2009-07-30

URI species

The debate about proliferation of URIs representing the same thing keeps on rolling on various Semantic Web lists, going back again and again to the same questions. How does one discover existing URIs for a thing, if any? Is it a good or bad practice to mint a new URI for a thing which already has one? How do one link URIs identifying the same thing? Many smart and conflicting answers have been given, largely depending on the viewpoint on Web architecture and the main use of URIs in the mind of their authors. Web pragmatists and linked data evangelists tend to consider that proliferation of URIs is not necessarily a good idea, but something we are bound to live with, whereas experts in knowledge representation tend to consider it should be avoided by all means. Trust, persistence, quality of resource descriptions, use and abuse of owl:sameAs have been discussed over and over, with no obvious technical answer.

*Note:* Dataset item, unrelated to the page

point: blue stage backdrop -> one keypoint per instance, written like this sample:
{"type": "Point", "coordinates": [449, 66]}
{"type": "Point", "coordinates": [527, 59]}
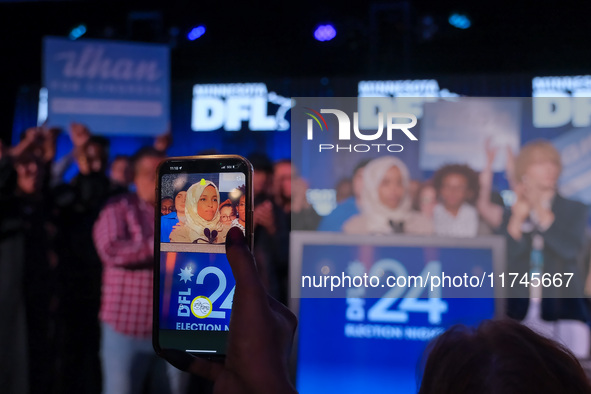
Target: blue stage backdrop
{"type": "Point", "coordinates": [242, 117]}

Since life provides the oldest, proven, efficient ways to store, maintain, replicate and use information, I've tried to figure if we could not learn from biology. Interestingly enough, biologists are not more able to come to a consensus about what a species is than Semantic Web gurus to agree on what is behind a URI. Somehow, the two issues are very similar. They deal with persistence of information over time. With the disclaimer that I am not a biologist, let me assume here the definition of a species as the set of individual expressions of some common genetic pool. Protection and persistence of the species genetic pool is the main occupation of any form of life. Strategies to achieve this goal present an awesome diversity, but in this variety one can find some constants. Among those are the basic facts that individuals are bound to a short life span, so the protection of the genetic pool is best achieved by assuming mortality of individuals, and ensuring duplication and replication of the information in as many individuals as possible. Not by defending a single representation behind firewalls.

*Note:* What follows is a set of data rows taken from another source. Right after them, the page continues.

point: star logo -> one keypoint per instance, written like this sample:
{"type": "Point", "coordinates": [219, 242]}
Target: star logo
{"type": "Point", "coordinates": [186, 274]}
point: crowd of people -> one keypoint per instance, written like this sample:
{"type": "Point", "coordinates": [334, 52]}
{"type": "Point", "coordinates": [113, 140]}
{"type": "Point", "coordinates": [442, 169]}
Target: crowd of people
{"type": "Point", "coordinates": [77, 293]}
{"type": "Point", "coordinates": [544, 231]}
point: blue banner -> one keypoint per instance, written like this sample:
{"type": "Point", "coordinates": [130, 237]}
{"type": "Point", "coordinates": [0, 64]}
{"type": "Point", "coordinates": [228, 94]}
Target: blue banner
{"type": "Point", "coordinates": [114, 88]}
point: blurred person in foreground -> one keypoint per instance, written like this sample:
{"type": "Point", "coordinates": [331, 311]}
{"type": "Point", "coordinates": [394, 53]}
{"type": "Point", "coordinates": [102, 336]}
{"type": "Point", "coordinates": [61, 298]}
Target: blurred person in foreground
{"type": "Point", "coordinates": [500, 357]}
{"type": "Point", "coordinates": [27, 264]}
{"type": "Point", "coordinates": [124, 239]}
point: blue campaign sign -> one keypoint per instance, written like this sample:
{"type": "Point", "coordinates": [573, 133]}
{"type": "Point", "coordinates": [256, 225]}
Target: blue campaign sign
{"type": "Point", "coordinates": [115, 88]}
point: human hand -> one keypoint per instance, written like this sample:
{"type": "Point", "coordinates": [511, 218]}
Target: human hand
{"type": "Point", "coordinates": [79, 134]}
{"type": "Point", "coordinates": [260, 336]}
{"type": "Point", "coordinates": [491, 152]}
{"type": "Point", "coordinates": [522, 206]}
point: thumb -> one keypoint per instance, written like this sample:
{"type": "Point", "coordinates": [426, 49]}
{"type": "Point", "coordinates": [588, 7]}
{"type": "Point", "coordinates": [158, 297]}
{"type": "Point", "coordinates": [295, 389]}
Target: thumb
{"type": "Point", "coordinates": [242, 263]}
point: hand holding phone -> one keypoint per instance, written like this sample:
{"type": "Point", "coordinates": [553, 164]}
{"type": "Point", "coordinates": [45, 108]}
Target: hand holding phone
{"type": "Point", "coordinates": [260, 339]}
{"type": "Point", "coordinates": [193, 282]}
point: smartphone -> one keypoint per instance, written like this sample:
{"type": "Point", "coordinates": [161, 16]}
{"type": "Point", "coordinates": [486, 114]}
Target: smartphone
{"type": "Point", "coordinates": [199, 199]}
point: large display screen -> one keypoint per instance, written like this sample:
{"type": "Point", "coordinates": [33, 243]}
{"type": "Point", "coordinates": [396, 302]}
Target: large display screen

How does that apply to the Semantic Web? A URI, along with the resource description it provides, can be seen as an individual expression of a species concept. As any human artefact, or any living individual, or any physical manifestation in this world, this expression is bound to be a transient. The agent who created and maintain the URI is bound to disappear, among other things. It will be less costly, as life tells us, to have copies of the information in as many expressions as possible all over the place, than to protect this specific one. Consider a URI not as the unique representation of a thing, but as an individual expression of a species.